If a parcel is brought to your door by TNT in western Europe, it’s highly likely that you’re dealing with a delivery driver employed directly by the Netherlands-based logistics company, currently being acquired by FedEx. If you’re in Kazakhstan, Botswana or Chile, by contrast, they’re more likely to work for one of the company’s 168 or so associates - entirely separate organizations that work exclusively for TNT.
Either way, as a customer, you shouldn’t be able to tell the difference. Delivery drivers working for a TNT associate typically turn up on your doorstep in a TNT-liveried van and wearing the company’s distinctive orange and black uniform. From the customer’s perspective, they are TNT - and they should offer the same standard of service that the company provides through its own direct operations.
The job of making sure that they do falls to Janet Keeling, the company’s global head of associates customer service. A long-term TNT employee, having worked for the company for 25 years, Keeling took up the newly created role in April 2015. She says:
It’s a great challenge and I’m absolutely loving it. But it’s challenging because, until a year ago, there was no central team and associates were managed on a regional basis.
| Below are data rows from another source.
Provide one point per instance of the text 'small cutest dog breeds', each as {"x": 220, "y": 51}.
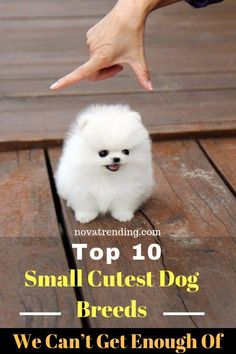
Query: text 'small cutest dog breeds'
{"x": 106, "y": 164}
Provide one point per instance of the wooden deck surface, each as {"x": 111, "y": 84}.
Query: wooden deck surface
{"x": 192, "y": 120}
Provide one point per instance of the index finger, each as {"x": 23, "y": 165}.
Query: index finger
{"x": 81, "y": 73}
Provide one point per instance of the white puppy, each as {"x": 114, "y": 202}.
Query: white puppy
{"x": 106, "y": 163}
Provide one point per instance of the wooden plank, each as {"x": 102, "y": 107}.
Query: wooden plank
{"x": 156, "y": 300}
{"x": 214, "y": 259}
{"x": 46, "y": 8}
{"x": 46, "y": 256}
{"x": 27, "y": 207}
{"x": 167, "y": 114}
{"x": 123, "y": 83}
{"x": 196, "y": 215}
{"x": 191, "y": 200}
{"x": 33, "y": 48}
{"x": 222, "y": 153}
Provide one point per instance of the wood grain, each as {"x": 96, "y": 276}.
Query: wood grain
{"x": 46, "y": 256}
{"x": 27, "y": 207}
{"x": 71, "y": 8}
{"x": 166, "y": 114}
{"x": 191, "y": 200}
{"x": 222, "y": 153}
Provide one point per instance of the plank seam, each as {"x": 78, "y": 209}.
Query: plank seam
{"x": 159, "y": 242}
{"x": 64, "y": 234}
{"x": 217, "y": 169}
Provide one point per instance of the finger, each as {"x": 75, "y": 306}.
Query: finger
{"x": 143, "y": 74}
{"x": 78, "y": 74}
{"x": 108, "y": 72}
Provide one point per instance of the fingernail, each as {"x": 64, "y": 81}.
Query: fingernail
{"x": 55, "y": 85}
{"x": 149, "y": 86}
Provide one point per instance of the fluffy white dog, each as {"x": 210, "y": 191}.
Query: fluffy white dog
{"x": 106, "y": 163}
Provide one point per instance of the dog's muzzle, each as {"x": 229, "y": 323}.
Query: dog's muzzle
{"x": 113, "y": 167}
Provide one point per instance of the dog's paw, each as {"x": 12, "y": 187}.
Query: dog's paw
{"x": 122, "y": 215}
{"x": 84, "y": 217}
This is the first time they’ve been brought together as a global group, managed centrally, with the goal of aligning our focus on their activities and ensuring some kind of connection between all the regions.”
When I started, I had a blank sheet of paper: we didn’t know how many customer services people associates had, what type of activities they did, whether customers were satisfied or not. There was very little visibility. We obviously knew where [associates] were, but the detail was missing. With a blank sheet, you can go in many different directions, but my priority was to find out what customers tend to contact associates about and what we’re doing about it.
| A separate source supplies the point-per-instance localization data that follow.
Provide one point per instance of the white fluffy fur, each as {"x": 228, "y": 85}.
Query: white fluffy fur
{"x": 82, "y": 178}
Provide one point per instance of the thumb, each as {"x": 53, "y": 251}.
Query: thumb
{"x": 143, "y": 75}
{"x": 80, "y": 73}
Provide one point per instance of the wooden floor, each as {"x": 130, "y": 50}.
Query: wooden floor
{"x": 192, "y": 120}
Keeling considered two ways to tackle the problem of capturing the details of incoming and outgoing customer communications, the contact channels used, and the nature of enquiries, complaints and resolutions. The first was simple, Excel spreadsheet-based reporting, but she felt that collecting, collating and analysing spreadsheets from almost 170 associates would take too much time and effort and would be too error-prone. The second was an online application.
She chose the second approach. Having worked previously with Mendix’s cloud-based Rapid Application Development (RAD) platform to build an invoicing app for another part of TNT’s business, she wanted to use the technology again. But first, she wanted to lay some groundwork in terms of determining requirements, before she spoke to the software company. As she explains:
We set about creating a list of the information we needed to collect from our regional customer service staff, and mapping it out, along with the next information-gathering steps, based on the initial option selected. That meant that, within three or four clicks, all relevant information about a customer interaction could be collected.
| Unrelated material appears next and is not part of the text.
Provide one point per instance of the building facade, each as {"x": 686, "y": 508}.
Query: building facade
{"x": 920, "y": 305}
That took about two weeks, mainly because people had to go away and think about it. If you’ve never built something before, you need time to reflect on which information really matters and how that should be expressed in common wording that everyone will understand, even if English isn’t their first language.
Time well-spent
This was time well-spent, she says, because building an app can be easy if you know exactly what you want, but can be torturous if you only have the vaguest notion. Within weeks, Keeling had internal approval to go ahead with the project and was sitting down with a Mendix developer at the software company’s offices in Rotterdam:
This was in June 2015. Within a day and a half, we’d built 80% of the app together. We just needed the graphics, the look and feel - but the core was already in place.
The entire build took just four days in total, before the app was trialled by associates in two countries in each region. Their feedback was overwhelmingly positive - there were plenty of requests for more features and functions, says Keeling, but no criticisms of what was there already.
With trials out of the way, TNT went on to roll out the app as far and as wide as it could. To date, MyCustomerContacts is being used by associates in 28 countries and, as of December, they were capturing details of around 30,000 customer contacts per month (compared to 14,000 per month when the app first hit their desks). Says Keeling:
The nice thing about the app is that it’s using the cloud to access and store data, so I can have the data instantly and it’s in real time. Where I’m at now is helping managers in the associates learn to act on data that they haven’t had or seen before. It’s a question of, ‘What’s this information telling us and how can we use it to create the right priorities in customer service?’
Today, we don’t need more data - we’ve now got what we need. We need to condense the data we’ve got to create meaningful customer service strategies.